Ukrayna’nın doğusundaki yoğun çatışma devam ederken, Ukrayna Devlet Başkanı Volodimir Zelenskiy halkın güvenini yeniden tesis etmek için aktif bir şekilde manevralar yapıyor. Zelenskiy son olarak hükümetine yeni bir enerji ve ivme kazandırmayı amaçlayan bir kabine değişikliğini hayata geçirdi. Bu değişiklikler Ukrayna hükümetinin savaş zamanı yönetim stratejisi hakkında önemli ipuçları veriyor.
Kabinedeki değişiklikler ne anlama geliyor?

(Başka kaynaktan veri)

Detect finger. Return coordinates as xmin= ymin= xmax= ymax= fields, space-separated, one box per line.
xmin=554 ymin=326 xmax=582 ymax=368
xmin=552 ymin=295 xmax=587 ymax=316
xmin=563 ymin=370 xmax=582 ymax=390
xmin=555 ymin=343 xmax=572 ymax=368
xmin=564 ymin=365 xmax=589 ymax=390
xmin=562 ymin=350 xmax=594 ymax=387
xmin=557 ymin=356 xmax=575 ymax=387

Kabinedeki değişikliklerin zamanlaması, Ukrayna’nın Kursk saldırısına devam ettiği ve Rusya’nın Ukrayna şehirlerine füze saldırılarını artırdığı bir dönemde gerçekleşti. Cephelerde Rus ilerleyişi durdurulmaya çalışılırken kabinede böylesine değişikliklerin olması, savaştan yana memnuniyetsizliği olan halkın desteğini tekrar diri tutma çabası gibi görünüyor. Bu hamle Zelenskiy’nin savaşı kontrol altında tuttuğunu göstermeye yönelik bir çaba olarak değerlendirilebilir.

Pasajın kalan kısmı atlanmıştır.